If there is any piece of equipment in the kitchen that needs your immediate attention, it’s the toaster. Toasters are catch-alls for gluten crumbs built up slice after slice, not to mention they are cumbersome to clean. Opening the hatch door to release the crumbs is a start, but typically crumbs and gluten-residue will still be hiding throughout the toaster, often visible on the walls and in hard-toclean corners. Unlike a conventional oven, a toaster can’t produce the high heat necessary to kill residual gluten left behind, you are better off replacing your toaster with a new one. Chances are likely your toaster is ready for a replacement anyway! And don’t forget to keep in mind that you always need to watch out for toasters away from home when visiting family or restaurants.
Toaster ovens and microwaves must also be thoroughly cleaned. Remove all racks and trays to thoroughly sanitize them, using a bit of steel wool if necessary to eliminate hard-to-remove build-up. Scrub the inside of the oven, paying close attention to the walls, ceiling, door, and window. Leave no trace behind, or you’ll need to replace the oven!

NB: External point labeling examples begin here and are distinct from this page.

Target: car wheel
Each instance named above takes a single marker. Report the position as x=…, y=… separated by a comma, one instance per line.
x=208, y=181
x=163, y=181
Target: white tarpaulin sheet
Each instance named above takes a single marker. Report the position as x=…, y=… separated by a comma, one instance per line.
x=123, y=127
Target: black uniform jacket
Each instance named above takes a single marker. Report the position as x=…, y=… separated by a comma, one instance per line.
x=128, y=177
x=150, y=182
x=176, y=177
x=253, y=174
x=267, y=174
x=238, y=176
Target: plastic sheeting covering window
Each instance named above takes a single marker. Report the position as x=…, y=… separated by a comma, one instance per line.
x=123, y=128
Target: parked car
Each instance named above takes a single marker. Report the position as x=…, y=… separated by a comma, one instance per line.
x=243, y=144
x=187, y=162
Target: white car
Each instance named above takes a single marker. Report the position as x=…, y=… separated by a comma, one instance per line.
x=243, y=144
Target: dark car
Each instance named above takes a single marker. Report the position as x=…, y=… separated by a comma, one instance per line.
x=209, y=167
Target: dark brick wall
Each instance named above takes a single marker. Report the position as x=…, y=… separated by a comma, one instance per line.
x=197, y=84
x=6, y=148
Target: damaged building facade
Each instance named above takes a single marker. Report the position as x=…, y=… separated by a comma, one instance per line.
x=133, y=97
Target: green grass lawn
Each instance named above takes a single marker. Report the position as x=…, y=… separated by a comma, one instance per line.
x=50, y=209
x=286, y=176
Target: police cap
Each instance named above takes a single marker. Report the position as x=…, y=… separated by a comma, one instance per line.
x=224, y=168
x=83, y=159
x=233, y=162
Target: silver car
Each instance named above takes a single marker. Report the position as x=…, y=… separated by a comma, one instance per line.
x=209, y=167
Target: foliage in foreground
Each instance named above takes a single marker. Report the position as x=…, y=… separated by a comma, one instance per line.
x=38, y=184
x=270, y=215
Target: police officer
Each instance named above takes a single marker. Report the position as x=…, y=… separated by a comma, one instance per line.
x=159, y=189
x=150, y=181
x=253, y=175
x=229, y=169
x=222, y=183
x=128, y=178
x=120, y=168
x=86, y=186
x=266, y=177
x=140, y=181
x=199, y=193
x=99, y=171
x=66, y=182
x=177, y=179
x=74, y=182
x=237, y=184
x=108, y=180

Also, it’s common to be fearful of using your conventional oven when you know you have baked many foods laden with gluten, but you need not be. Simply clean your oven thoroughly as you would normally, paying especially close attention to removing caked-on matter. For added safety, set the oven temperature at 500 degrees Fahrenheit and let it bake for fifteen minutes to kill any gluten that may be left behind after cleaning.
Finally, clean your stove surfaces, making sure to remove any possible trace of gluten resulting from pots that boiled over or spilled crumbs. Knowing everything is as clean as possible will give you peace of mind.